Alors qu’une cérémonie avait été organisée à la mémoire des morts de 5 octobre 88 par l’association RAJ au niveau de la place des martyrs, Mustapha Benfodil qui devait faire quelques lectures de sa pièce Les Borgnes ou Le Colonialisme intérieur brut, en a été empêché par les forces de sécurité dès les premiers balbutiements. Délogés d’une stèle qui surplombe la mythique place inondée de monde ce jour-ci, les initiateurs tentent tant bien que mal de reprendre leurs « actions » quelques mètres plus loin, sans opposer aucune résistance à la police présente en nombre.

Rien n’y fait. La foule est contrainte à partir. C’est ce qu’elle fera, une longue marche s’en suit jusqu’à la grande poste.

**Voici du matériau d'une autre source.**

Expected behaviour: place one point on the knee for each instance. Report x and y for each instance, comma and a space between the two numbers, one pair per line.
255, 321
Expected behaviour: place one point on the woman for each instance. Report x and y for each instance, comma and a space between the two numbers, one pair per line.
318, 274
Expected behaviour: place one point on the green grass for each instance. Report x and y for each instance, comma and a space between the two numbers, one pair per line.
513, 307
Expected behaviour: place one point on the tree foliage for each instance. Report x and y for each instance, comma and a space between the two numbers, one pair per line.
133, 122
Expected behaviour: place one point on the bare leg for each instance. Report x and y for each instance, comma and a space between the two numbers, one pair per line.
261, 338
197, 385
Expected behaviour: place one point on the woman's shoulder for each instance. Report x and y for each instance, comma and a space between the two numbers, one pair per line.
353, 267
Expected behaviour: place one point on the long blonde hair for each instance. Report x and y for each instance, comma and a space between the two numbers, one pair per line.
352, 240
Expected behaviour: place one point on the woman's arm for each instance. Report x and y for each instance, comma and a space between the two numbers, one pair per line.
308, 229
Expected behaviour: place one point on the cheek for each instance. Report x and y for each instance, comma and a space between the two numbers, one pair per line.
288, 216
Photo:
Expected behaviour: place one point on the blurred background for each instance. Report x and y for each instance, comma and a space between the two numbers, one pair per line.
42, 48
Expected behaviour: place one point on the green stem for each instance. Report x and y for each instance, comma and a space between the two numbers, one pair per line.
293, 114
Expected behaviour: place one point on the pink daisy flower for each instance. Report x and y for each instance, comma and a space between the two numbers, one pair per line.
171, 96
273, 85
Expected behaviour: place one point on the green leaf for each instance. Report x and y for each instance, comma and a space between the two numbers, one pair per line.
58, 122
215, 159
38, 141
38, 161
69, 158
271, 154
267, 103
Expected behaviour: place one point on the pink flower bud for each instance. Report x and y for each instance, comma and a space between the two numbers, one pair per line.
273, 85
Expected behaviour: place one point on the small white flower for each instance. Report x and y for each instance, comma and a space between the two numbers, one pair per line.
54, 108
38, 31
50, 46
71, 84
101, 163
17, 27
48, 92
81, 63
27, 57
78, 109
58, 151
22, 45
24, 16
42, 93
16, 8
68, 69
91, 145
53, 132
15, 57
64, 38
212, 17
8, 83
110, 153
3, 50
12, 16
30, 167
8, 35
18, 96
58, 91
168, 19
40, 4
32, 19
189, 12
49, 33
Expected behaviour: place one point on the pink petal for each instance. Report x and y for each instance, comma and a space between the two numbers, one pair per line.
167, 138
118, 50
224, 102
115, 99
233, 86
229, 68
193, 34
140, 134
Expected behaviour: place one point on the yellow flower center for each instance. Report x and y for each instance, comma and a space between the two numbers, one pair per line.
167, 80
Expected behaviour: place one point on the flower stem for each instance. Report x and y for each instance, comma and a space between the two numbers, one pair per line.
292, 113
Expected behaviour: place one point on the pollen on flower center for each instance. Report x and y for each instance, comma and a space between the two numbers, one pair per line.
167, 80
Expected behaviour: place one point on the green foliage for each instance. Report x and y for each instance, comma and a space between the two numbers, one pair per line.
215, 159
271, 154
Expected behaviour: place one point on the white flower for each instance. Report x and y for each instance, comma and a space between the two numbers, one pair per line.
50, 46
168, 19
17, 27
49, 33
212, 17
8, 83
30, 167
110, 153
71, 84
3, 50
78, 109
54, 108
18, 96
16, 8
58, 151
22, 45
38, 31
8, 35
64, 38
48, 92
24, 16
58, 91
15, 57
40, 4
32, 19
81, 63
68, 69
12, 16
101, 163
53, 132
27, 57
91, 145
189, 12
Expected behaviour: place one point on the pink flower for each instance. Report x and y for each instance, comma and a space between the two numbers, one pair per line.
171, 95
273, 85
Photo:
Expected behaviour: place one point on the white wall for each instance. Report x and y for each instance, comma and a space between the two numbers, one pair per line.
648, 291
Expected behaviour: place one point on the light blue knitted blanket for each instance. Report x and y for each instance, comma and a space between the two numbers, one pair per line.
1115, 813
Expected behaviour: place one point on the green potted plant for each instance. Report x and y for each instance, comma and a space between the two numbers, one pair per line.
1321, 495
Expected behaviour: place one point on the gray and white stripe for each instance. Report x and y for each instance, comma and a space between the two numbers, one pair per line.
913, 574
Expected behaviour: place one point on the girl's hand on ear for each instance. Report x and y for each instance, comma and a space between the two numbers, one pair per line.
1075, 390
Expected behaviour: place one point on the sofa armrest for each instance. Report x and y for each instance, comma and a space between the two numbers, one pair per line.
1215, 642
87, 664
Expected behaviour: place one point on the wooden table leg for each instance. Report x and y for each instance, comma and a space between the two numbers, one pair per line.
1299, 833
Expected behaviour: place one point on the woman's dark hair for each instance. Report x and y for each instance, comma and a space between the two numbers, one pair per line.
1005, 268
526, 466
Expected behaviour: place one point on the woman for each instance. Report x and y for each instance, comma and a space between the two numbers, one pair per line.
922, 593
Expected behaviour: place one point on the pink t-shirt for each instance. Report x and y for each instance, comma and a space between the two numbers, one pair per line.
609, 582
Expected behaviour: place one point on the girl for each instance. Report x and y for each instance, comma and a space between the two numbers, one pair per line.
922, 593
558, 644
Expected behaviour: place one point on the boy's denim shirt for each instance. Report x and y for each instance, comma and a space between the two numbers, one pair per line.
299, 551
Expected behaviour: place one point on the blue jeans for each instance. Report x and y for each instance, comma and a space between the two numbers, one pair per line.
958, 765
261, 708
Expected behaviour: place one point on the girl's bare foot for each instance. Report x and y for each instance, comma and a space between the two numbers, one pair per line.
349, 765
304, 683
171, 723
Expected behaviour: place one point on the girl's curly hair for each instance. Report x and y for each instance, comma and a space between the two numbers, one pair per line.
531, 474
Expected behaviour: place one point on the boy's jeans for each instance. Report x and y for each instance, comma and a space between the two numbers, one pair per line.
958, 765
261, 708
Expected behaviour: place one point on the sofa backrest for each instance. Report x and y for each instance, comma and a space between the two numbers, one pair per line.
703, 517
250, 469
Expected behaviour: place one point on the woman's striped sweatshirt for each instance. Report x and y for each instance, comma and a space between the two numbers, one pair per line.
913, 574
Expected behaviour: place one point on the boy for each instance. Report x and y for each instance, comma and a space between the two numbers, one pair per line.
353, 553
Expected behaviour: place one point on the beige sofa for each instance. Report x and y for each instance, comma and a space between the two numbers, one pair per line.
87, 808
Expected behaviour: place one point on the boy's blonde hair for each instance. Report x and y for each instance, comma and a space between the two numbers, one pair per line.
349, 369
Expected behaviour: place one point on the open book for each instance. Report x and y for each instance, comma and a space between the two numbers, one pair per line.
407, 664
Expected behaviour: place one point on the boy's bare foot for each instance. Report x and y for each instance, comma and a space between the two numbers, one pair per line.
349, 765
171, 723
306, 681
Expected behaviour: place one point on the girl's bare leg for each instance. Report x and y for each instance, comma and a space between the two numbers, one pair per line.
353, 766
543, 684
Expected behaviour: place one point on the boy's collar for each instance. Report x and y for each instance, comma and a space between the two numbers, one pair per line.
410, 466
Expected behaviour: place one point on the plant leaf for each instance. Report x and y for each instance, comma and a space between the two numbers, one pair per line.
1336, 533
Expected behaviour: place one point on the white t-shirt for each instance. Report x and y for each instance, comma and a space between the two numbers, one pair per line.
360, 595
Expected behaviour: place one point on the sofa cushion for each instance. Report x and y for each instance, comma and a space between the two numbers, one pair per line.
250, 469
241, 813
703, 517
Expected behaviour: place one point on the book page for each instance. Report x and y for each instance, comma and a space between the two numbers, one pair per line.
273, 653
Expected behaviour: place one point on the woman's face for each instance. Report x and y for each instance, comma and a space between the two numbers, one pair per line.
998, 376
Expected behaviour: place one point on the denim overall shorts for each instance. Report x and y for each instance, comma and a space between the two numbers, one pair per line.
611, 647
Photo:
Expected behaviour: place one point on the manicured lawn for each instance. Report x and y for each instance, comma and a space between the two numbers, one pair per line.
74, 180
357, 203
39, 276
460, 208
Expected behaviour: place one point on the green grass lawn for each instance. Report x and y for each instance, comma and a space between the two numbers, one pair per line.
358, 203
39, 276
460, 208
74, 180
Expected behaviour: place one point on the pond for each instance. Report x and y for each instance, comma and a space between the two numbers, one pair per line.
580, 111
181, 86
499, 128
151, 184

Plusieurs centaines de personnes suivent le mouvement de foule, gentiment accompagnés par les dizaines de policiers. Des slogans fusent ici et là, des coups de klaxons, de la part des automobilistes, des banderoles, des sit-in inopinés, ce qui devait être une calme lecture d’œuvres littéraires s’est transformée en une marche de contestation comme il n’y en a pas eu depuis une décennie dans la capitale. Un sit-in de quelques minutes est observé par les nombreux participants (plusieurs centaines), puis une acclamation en faveur de l’agitateur du jour viendra clore le « spectacle ».

Une seconde révolution par les mots se prépare ? Peut être pas, mais nous en sommes pas a l’abri.